Page MenuHome GnuPG

Random numbers from gpgme
Testing, HighPublic

Description

Having an api in gpgme(++) where I can request n random quality integers between x and y for generating strong passwords and others would be nice.

Event Timeline

Why do you need an integer - for real random this must be larger than 64 bits and then you have problems to to find a suitable type for a variable.

What I would like to be able to do would be:

string createPassword(int length) {
     string alphabet = "abcdefg..ABCDEFG..123-_<>l...";
     integer_list randomnumbers = context.get_random_numbers(length, 0, strlen(alphabet));
     string password;
     for (int i : randomnumbers) {
         password.append(alphabet[i]);
     }
     return password;
};

without having to get correct the cornercases of chopping bits into whole numbers and scaling them down in a sane and secure way.

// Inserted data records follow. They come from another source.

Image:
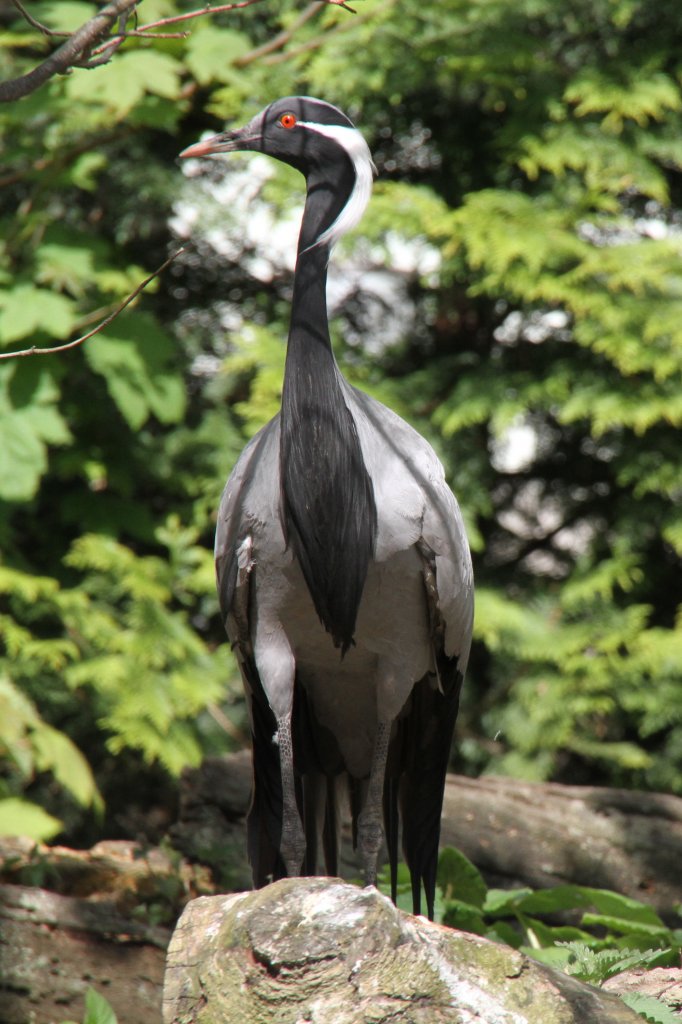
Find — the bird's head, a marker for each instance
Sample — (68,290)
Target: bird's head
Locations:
(321,141)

werner triaged this task as Normal priority.Sep 6 2023, 12:20 PM
werner added a project: gpgme.

It might actually be useful to have an random number API in gpgme. When we do that we can also add a way t search for random numbers with an upper limit in each octet.

werner raised the priority of this task from Normal to High.Oct 18 2024, 12:34 PM
werner added a project: vsd33.

(ignore the last commit, I assigned the wrong task to it)

New API gpgme_op_random_bytes is now in master (gpgme 2.0). Use tests/run-genrandom --help for testing. Extra features will come soon.

werner changed the task status from Open to Testing.Fri, Mar 14, 1:09 PM
werner moved this task from Backlog to QA for next release on the gpgme board.

BTW, do we really need a C++ API for this? Might make sense due to the need for a context.